Understanding Massive MIMO 2.0: Spatial Correlation, Interference Suppression, and Pilot Contamination

The paper "Towards Massive MIMO 2.0: Understanding Spatial Correlation, Interference Suppression, and Pilot Contamination" by Luca Sanguinetti, Emil Björnson, and Jakob Hoydis provides a comprehensive examination of the advancements and ongoing challenges in Massive MIMO technology as it progresses towards what the authors denote as "Massive MIMO 2.0." The focus is on bridging the gap between theoretical models and practical deployments, especially by taking into account spatial correlation and interference management.

Key Insights and Advances

Massive MIMO, originally conceptualized by T. Marzetta in 2010, is a cornerstone technology adopted within 5G, with commercial base stations having implementations of 64 fully digital transceivers in sub-6 GHz bands. The rapid advancements in this field have been supported by several simplifying assumptions in the literature, such as spatially uncorrelated channels and single-cell operations without base station cooperation. These assumptions, while analytically convenient, are not reflective of real-world conditions and thus present three significant challenges:

1. Spatial Channel Correlation: Practical channels exhibit spatial correlation due to physical characteristics of the transmission environment and antenna arrays. This correlation must be considered to enhance signal processing.
2. Multicell Processing Gains: Large performance gains can be achieved via multicell processing techniques which navigate interference without base station cooperation.
3. Pilot Contamination: Historically seen as a roadblock due to its interference causing finite capacity limits, pilot contamination must be revisited with a focus on accurate channel statistics acquisition.

Numerical Results and Theoretical Claims

The research provides numerical results which demonstrate that the theoretical upper bounds of spectral efficiency (SE) can be realized in practice by integrating spatial correlation into the signal processing models. This insight challenges the previously held notion that pilot contamination is an immutable barrier in capacity expansion. Indeed, the authors illustrate that by employing multicell MMSE (M-MMSE) combining/precoding methods and capitalizing on correlation properties, pilot contamination can be mitigated, and coherent interference effectively managed.
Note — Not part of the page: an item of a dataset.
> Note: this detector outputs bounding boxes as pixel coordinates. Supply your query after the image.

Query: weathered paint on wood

Theoretical claims proceed to show that spatially correlated fading channels permit potential SE gains, as opposed to the limitations seen in uncorrelated channel models. For instance, while the gains of single-cell MMSE (S-MMSE) are capped by pilot contamination, M-MMSE exploits unique spatial correlation matrices to surpass this limit, offering asymptotically unbounded growth as the number of antennas increases towards infinity.
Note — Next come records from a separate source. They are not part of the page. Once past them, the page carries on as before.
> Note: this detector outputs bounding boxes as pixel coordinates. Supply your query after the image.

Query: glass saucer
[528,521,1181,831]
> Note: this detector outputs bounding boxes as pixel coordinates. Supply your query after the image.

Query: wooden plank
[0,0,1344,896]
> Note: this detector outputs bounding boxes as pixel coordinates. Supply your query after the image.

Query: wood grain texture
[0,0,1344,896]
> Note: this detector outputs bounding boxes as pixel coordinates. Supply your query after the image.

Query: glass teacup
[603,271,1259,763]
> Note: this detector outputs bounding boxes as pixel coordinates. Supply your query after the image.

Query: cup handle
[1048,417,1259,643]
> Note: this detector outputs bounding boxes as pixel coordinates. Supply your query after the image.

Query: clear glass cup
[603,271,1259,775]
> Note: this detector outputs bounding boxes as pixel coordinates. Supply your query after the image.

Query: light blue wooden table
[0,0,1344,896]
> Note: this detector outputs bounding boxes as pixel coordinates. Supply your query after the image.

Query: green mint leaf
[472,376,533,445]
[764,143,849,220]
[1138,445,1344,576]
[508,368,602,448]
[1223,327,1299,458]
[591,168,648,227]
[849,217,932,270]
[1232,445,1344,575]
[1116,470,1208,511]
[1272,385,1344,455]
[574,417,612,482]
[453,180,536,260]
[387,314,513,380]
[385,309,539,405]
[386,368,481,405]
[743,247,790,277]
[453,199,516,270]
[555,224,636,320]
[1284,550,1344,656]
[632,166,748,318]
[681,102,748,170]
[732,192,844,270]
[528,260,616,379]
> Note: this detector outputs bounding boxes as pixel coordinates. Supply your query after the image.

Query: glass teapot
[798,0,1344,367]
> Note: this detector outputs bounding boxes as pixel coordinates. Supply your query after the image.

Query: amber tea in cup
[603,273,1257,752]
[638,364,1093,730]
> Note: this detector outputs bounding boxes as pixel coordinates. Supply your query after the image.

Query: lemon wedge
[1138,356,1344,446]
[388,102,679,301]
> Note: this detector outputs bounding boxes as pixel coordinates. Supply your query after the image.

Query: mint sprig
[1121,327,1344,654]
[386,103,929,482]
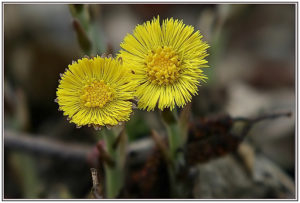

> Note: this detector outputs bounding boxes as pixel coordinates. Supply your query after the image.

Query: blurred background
[3,4,295,199]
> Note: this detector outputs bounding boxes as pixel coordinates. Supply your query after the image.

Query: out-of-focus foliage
[3,4,295,198]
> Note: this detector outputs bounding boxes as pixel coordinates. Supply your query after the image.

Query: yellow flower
[56,56,134,129]
[118,17,209,111]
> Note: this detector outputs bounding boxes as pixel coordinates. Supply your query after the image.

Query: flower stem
[102,130,123,199]
[161,110,184,197]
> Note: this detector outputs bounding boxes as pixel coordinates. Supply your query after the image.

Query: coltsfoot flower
[118,17,209,111]
[56,56,134,129]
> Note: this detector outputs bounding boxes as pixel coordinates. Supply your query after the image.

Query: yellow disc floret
[146,46,180,85]
[80,80,112,108]
[118,17,209,111]
[55,56,136,129]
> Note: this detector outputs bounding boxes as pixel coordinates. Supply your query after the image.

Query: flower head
[119,17,209,110]
[56,56,134,128]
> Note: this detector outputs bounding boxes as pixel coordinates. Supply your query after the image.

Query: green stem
[101,130,123,199]
[161,110,184,197]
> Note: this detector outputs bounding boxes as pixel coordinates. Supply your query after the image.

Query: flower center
[146,46,180,85]
[80,80,112,108]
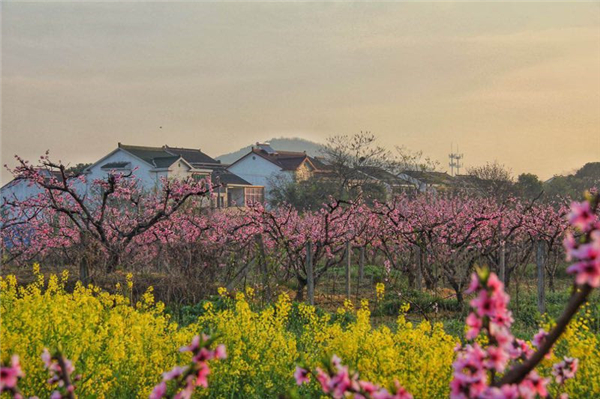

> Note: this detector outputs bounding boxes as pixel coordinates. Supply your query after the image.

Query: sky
[0,2,600,183]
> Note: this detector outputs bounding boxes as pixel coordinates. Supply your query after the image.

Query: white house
[84,143,264,208]
[0,143,264,208]
[227,143,323,200]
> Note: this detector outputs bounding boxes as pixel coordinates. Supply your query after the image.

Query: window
[245,187,264,204]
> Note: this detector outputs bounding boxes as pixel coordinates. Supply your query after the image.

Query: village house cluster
[0,143,464,208]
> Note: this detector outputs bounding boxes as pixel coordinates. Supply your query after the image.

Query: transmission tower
[448,143,464,176]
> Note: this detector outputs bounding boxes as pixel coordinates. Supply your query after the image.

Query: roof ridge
[119,143,166,152]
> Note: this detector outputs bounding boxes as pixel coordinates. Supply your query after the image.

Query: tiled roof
[401,170,454,184]
[152,155,181,168]
[164,146,220,164]
[101,162,131,169]
[210,168,252,186]
[119,143,220,168]
[116,143,252,186]
[119,143,172,165]
[252,148,329,171]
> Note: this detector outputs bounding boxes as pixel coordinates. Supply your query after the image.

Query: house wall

Implications and Future Paths

This paper has significant implications for both the theoretical understanding and practical deployment of 5G networks and beyond. Massive MIMO 2.0 underscores the necessity of moving past simplified channel models and instead adopting more sophisticated methods that consider real-world correlation and interference dynamics.
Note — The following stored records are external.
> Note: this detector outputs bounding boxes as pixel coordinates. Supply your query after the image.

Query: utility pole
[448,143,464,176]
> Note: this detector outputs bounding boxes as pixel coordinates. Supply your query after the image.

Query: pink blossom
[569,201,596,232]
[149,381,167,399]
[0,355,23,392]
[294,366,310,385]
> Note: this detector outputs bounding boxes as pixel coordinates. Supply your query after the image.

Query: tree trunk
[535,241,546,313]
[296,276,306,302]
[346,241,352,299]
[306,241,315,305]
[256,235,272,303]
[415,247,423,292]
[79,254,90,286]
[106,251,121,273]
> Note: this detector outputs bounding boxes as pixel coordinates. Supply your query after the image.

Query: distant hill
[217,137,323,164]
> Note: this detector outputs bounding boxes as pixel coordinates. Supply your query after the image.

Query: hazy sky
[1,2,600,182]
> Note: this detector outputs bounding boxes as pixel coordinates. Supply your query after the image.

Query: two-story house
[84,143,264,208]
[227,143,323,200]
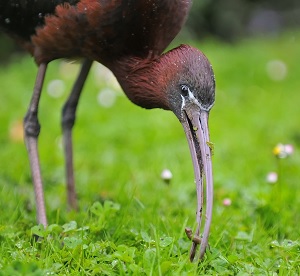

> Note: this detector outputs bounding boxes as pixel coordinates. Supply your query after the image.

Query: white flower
[160,169,173,182]
[223,198,231,206]
[273,144,294,158]
[266,172,278,184]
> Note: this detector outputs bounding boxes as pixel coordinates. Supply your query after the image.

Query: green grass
[0,32,300,275]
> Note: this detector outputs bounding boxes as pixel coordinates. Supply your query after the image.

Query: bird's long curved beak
[181,107,213,261]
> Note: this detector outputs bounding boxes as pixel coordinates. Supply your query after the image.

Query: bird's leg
[61,59,92,210]
[24,63,47,226]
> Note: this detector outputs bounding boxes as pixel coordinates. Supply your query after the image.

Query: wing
[0,0,79,41]
[0,0,191,64]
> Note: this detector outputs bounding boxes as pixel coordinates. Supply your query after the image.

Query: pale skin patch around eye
[180,85,214,111]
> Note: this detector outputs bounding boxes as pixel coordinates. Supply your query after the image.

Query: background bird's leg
[62,59,92,210]
[24,63,47,226]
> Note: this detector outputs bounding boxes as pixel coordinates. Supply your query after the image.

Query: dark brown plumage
[0,0,215,260]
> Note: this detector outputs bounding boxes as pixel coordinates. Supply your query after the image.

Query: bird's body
[0,0,214,259]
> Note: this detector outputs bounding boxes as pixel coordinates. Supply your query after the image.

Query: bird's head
[112,45,215,260]
[162,45,215,260]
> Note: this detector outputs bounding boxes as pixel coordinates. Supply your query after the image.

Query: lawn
[0,31,300,275]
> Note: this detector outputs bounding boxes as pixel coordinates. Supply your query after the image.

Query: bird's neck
[110,55,169,109]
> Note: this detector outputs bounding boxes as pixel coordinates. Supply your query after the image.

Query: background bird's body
[0,0,191,65]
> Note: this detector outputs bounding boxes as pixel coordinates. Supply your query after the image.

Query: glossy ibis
[0,0,215,260]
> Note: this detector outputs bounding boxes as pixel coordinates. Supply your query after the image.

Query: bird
[0,0,215,261]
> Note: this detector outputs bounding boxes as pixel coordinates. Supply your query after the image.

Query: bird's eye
[180,84,189,97]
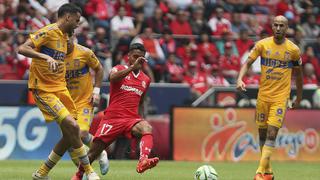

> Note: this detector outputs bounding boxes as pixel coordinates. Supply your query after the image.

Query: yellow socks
[38,151,61,176]
[73,145,93,174]
[256,144,274,174]
[260,140,272,173]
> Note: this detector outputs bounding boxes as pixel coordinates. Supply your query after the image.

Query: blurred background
[0,0,320,161]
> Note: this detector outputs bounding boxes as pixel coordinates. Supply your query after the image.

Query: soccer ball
[194,165,218,180]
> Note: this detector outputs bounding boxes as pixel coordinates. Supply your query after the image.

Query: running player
[237,16,302,180]
[65,37,109,175]
[74,43,159,179]
[18,3,99,180]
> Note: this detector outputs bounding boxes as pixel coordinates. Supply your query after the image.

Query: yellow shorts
[77,105,93,131]
[255,100,288,128]
[31,88,77,124]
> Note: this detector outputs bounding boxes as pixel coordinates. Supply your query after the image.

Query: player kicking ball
[64,36,109,175]
[237,16,302,180]
[73,43,159,180]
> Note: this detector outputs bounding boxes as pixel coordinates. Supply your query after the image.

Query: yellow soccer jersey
[28,23,68,92]
[65,44,100,107]
[249,37,301,102]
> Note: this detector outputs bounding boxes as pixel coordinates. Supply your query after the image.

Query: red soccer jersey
[105,65,150,119]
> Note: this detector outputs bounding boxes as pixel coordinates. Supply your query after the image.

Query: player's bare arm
[237,57,255,91]
[109,57,147,82]
[91,64,103,107]
[292,66,303,108]
[18,39,59,71]
[139,94,145,118]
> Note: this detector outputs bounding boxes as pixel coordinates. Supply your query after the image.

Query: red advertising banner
[172,107,320,161]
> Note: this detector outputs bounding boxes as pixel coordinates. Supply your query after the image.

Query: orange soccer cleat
[253,173,264,180]
[71,171,83,180]
[136,157,159,173]
[263,173,274,180]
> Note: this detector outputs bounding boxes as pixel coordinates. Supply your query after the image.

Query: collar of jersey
[132,70,140,78]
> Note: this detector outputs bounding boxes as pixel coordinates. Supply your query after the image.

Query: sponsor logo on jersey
[120,85,143,96]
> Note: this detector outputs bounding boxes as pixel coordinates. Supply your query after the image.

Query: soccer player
[18,3,99,180]
[237,16,302,180]
[65,37,109,175]
[74,43,159,179]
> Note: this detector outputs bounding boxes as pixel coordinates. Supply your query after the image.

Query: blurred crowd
[0,0,320,96]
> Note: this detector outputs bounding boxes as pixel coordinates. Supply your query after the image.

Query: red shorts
[93,118,143,145]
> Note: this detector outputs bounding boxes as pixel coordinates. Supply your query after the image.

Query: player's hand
[91,93,100,107]
[291,98,301,109]
[237,80,247,91]
[46,56,59,72]
[132,57,148,70]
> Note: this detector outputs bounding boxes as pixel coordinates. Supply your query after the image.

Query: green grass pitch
[0,160,320,180]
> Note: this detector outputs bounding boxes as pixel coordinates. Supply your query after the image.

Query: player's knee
[267,131,277,141]
[67,120,80,134]
[142,123,152,134]
[80,131,92,145]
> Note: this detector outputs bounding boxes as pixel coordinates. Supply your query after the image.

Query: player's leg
[71,139,108,180]
[261,101,287,180]
[58,90,99,179]
[68,105,109,175]
[131,121,159,173]
[32,89,69,179]
[254,100,270,180]
[72,119,120,180]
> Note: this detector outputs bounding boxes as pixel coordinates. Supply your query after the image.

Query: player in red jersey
[74,43,159,179]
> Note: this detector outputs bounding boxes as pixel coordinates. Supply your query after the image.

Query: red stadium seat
[2,72,20,80]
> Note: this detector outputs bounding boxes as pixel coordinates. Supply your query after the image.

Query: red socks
[140,134,153,159]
With potential applications extending into large intelligent surfaces and post-cellular networks, the pursuit of deeper spatial correlation integration and enhanced interference handling is expected to continue driving the evolution of wireless communication. As the next horizon in wireless technology, sub-THz communications could leverage these advancements to achieve unprecedented data rates, although the physical and computational challenges still require additional solutions.

Conclusion

Overall, the research by Sanguinetti et al. sets a pivotal foundation for the progression towards Massive MIMO 2.0, marking a transition to higher fidelity models and more sophisticated processing techniques that harness the inherent characteristics of real-world wireless channels. The work compels the research community to focus on leveraging spatial channel correlation to not only overcome current limitations but also to pave the way for the next generation of wireless communications technologies. Future research will need to address computational complexity, channel state acquisition, and practical implementation details to fully realize the potential of this transformative technology.